In Aug. 14, 2015, at Lake Havasu, our boat stopped to let everyone cool off. I dove in and hit a 3½-foot-deep sandbar. It broke my neck, and I was instantly paralyzed, unable to move my arms or wiggle a toe. After I exhaled what I thought was my final breath, the boat’s driver pulled me out.
I had surgery the next day in Las Vegas—a spinal fusion that screwed in two metal rods beside my spinal column to keep my broken vertebrae in place.
At first, I had no movement at all. I lay there for a week—frustrated, angry, and sad while waiting for acute rehab to begin.
I was determined to walk out of the hospital. So I didn’t miss a therapy session. I began remobilizing my upper body: strengthening and stretching the biceps, forearms, shoulders, chest, and upper back, to the point where I could balance and stay upright. When I flex my chest, you can feel where it’s firm and, below the armpit line, where it isn’t. My triceps only have a trace of feeling—not enough yet to completely push a manual wheelchair. But it’s something.

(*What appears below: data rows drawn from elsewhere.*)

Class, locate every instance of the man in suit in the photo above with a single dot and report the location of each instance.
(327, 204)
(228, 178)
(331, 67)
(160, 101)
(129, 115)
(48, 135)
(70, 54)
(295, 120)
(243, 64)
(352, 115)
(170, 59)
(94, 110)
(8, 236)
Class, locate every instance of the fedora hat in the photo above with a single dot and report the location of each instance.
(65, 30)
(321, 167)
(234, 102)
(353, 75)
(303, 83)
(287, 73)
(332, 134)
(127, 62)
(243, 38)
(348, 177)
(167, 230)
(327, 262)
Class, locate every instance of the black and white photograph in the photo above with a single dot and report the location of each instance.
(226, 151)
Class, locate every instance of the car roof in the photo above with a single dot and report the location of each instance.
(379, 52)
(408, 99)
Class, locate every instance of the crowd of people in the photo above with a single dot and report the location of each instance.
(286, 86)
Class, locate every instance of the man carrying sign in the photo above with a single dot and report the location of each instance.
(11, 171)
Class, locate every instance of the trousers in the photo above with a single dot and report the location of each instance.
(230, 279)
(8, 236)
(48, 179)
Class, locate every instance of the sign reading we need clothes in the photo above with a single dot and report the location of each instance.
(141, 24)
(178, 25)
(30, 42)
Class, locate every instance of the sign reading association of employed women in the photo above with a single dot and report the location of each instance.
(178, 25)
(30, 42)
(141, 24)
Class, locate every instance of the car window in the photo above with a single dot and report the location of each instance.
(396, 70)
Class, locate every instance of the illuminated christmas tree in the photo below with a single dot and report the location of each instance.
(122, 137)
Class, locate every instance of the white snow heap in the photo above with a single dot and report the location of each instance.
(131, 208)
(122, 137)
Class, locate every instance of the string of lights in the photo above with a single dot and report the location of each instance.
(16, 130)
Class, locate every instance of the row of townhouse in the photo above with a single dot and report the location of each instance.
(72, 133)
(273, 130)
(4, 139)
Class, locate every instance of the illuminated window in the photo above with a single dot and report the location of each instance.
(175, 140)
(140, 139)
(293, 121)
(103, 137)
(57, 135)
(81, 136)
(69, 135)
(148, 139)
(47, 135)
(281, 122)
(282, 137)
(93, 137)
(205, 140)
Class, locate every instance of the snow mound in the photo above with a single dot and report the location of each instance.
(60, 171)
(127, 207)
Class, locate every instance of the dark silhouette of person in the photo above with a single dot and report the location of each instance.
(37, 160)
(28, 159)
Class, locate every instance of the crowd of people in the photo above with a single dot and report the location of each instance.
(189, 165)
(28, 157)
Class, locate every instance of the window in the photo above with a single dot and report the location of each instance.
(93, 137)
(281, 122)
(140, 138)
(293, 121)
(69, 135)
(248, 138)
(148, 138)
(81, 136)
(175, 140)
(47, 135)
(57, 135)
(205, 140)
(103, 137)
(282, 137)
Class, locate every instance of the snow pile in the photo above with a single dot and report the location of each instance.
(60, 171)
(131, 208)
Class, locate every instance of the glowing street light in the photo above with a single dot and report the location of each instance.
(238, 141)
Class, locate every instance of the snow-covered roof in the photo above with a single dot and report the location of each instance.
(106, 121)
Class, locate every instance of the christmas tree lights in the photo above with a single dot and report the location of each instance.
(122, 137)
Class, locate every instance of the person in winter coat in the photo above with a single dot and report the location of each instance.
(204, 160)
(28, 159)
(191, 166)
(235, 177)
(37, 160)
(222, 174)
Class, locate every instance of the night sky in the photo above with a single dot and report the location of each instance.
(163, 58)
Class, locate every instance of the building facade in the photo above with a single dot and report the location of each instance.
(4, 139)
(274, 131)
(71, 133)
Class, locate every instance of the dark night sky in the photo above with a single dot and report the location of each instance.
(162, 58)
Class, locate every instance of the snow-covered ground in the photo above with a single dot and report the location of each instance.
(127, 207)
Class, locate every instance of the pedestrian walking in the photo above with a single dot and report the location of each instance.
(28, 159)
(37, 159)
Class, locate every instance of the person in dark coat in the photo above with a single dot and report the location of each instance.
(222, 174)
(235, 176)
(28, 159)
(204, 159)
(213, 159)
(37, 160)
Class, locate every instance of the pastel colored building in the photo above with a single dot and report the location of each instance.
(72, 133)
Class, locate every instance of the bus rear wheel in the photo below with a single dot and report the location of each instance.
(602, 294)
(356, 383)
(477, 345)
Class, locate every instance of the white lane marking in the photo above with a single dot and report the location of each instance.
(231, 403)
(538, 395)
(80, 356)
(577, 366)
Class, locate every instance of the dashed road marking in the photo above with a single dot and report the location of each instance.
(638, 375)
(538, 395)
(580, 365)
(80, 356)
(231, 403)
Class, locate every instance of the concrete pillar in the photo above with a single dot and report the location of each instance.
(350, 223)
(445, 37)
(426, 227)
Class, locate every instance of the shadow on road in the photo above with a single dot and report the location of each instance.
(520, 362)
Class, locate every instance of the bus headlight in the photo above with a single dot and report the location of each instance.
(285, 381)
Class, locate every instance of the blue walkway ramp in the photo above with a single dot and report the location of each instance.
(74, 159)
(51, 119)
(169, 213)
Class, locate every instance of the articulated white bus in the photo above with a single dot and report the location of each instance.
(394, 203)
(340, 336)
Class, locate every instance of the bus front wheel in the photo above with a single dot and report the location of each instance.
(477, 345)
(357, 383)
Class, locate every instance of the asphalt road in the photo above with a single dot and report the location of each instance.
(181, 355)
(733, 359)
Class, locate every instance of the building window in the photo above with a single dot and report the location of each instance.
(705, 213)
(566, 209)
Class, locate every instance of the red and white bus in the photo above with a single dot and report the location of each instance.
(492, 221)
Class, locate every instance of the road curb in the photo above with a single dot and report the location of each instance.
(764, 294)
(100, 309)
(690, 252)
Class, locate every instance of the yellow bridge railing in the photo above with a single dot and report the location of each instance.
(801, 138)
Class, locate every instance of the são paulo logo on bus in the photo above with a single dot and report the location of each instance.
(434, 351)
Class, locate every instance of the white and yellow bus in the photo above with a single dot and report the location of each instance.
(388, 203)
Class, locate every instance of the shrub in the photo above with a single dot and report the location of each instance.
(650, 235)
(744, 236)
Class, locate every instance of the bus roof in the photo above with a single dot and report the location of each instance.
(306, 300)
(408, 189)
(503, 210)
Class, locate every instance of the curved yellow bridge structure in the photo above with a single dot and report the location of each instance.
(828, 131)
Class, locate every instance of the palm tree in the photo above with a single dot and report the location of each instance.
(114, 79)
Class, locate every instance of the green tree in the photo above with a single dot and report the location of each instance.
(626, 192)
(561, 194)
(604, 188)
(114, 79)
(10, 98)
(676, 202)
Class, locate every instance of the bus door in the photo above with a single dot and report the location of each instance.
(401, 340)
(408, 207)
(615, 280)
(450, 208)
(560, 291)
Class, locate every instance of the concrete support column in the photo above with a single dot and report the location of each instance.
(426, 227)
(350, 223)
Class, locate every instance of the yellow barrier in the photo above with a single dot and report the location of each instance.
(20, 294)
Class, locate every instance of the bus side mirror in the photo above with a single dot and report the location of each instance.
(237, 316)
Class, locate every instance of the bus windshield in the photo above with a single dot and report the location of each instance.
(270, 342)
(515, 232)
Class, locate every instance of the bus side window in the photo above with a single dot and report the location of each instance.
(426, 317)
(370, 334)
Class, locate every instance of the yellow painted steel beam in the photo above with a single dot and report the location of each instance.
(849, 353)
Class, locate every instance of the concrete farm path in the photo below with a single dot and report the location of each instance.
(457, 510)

My fingers don’t work yet, but my wrists do. We work on grasping, picking up small objects, and moving them around like children’s toys, hoping the nerves will click one of these days.
I can drink on my own, which is a big deal. I can now turn on a light switch. I can push the hand cycle and cable machine and get my heart rate up. I’m so fresh off my injury that real gains are still possible.
I applied—and got!—a scholarship from the Be Perfect Foundation. It helps spinal-cord injury victims with extra therapy that insurance won’t cover. On my first day in August, they put me on a leg press machine. They tied my legs to the rolling cushion with straps. “I won’t be doing this—my legs don’t work,” I thought. But my trainer told me to think about engaging all the muscles in my stomach and my quads. I did, and the bar moved! It was the most encouraging thing in a long time.
Fighting the negative thoughts isn’t easy. You feel embarrassed being the center of attention and having to talk to people about your condition. You want to kind of disappear. But there’s no strength in running away and wallowing in despair. I try to do the opposite—tell people what I’m going through.
My goals now are to gain more strength and independence, master a wheelchair, improve my hands, and drive a wheelchair-adapted car with hand controls. And I want to help others.
I’ve made a ton of friends with similar injuries. Some say they’ve seen my videos or read my story and have been encouraged. That has been the best part of it. My dad was a pastor for many years; maybe this sort of puts us in the same category. Maybe part of my purpose is to show that there is life after injury—that things do get better in time.